How is a healthy vagina?
The pH of the vagina is, usually, acidic, with a few to moderate amounts of secretions that are transparent to white or pale yellow and very fine to viscous. The colour and composition of the vaginal fluid depend on the levels of hormones in the blood and on the day of the menstrual cycle. Vaginal fluids may have a distinctive odour but are never smelly. Normally there are many microbes and fungi in small amounts in the vagina, but what is prevalent is lactobacillus, which in conjunction with acidic pH prevents the proliferation of other bacteria and fungi and therefore acts as a protective agent against the development of vaginitis.
Which vaginitis is caused by a loss of balance in the bacterial vaginal flora?

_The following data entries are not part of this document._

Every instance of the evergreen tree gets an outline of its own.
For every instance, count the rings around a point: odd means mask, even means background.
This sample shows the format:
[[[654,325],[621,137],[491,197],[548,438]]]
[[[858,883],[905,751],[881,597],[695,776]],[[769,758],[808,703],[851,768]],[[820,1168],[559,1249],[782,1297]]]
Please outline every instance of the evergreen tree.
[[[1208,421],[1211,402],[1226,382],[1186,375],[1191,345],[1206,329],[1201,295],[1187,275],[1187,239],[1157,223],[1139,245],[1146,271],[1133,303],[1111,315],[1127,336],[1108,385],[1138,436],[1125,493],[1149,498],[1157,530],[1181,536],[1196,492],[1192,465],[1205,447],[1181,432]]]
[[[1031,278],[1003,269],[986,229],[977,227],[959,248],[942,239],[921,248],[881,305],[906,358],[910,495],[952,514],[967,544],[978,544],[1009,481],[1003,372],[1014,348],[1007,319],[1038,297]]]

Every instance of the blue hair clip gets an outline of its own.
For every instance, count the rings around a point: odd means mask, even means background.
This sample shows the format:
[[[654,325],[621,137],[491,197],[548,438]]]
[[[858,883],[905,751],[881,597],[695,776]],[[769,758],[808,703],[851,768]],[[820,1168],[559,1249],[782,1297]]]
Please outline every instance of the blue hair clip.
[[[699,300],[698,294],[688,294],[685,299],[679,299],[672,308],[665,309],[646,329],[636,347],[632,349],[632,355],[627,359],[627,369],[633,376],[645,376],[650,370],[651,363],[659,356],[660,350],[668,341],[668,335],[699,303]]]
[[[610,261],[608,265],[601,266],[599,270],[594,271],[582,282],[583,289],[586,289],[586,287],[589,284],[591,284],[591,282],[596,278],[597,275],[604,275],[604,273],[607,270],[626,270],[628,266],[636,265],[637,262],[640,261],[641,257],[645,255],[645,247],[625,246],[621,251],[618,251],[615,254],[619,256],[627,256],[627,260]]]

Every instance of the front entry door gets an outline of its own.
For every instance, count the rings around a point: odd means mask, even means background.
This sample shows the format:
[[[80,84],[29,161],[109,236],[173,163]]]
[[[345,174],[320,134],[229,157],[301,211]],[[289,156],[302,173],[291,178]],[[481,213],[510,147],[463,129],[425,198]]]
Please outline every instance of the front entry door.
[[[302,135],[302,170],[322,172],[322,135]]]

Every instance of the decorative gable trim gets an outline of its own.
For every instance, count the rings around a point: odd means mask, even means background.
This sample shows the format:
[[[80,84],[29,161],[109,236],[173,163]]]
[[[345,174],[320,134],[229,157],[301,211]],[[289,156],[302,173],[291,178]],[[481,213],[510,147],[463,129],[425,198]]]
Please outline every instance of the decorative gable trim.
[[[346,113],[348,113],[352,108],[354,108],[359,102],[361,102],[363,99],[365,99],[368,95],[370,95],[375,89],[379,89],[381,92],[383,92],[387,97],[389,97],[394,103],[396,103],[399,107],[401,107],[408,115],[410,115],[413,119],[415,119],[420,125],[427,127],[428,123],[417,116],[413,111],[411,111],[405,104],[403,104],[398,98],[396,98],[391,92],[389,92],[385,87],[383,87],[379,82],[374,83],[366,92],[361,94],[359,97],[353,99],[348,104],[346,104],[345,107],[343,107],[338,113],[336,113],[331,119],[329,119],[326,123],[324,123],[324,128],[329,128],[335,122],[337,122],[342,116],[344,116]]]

Factors that cause changes in pH and vaginal environment are hormonal disorders, sexual intercourse (especially with a new partner), moisture formed by sweat, heat or wet swimwear, swimming in dirty seas or pools and the broken body’s defence system, which is a result of fatigue and stress. Due to the above, the number of vaginal lactobacilli decreases, leading to the development of other microbes and thus vaginitis, the most common of which are:
- The candida vaginitis that occurs with a feeling of itching and burning at the external genitalia and the entrance of the vagina, redness, white, viscous vaginal secretions, no odour as a rule. Treatment is done with vaginal suppositories and creams or oral treatment. It is common to appear after antibiotic use.
- Non-specific bacterial vaginitis is due to the growth of other microorganisms which, under standard conditions, may be present in the vagina in smaller amounts (Gardnerella Vaginalis, mycoplasma, ureaplasma, e.coli, streptococcus, staphylococcus, etc.). It appears with grey-white discharge and foul odour (like a damaged fish or cheese). Sometimes, redness and tenderness are observed in the vaginal area. Other times it is entirely asymptomatic. The treatment is done with antibiotics in the form of a vaginal cream or oral tablets.
Which vaginitis is caused by sexually transmitted diseases?
- HPV (infection by human papillomavirus may cause warts that resemble small moles in the genitals and/or lesions in cervical cells called cervical dysplasia, which is detected by the Pap smear test)
- Herpes (infection by herpesvirus results in vesicular rash, redness, pain)
- Trichomoniasis presents with smelly yellow-green vaginal fluids and vaginal redness and/or tingling in urination. Treatment is done with antibiotics
- Chlamydia and Gonococcus. These are sexually transmitted diseases that can occur with vaginal irritation and purulent secretions.
How to prevent vaginitis?
You should try to keep the vaginal environment healthy. Wash with a neutral soap that does not change the vaginal pH and the area of the external genital organs should be well dried. Vaginal douches should be avoided, unless necessary, as the vagina can be self-cleaned. Use antibiotics only if it is essential. Avoid tight trousers and do not stay in a wet swimsuit for long. Preferably, wear cotton underwear. Adequate sleep and a balanced diet enhance the body’s defence system. The consumption of fruits, vegetables and formulations containing lactobacilli such as yoghurts, beverages or supplements, and vaginal suppositories with probiotics favour the development of healthy and protective microbes in the intestine wall and vagina. The use of intravaginal formulations with lactic acid is effective in restoring the acidic pH. During sexual intercourse the use of a condom is imperative. It is also important to swim in clean seas and swimming pools.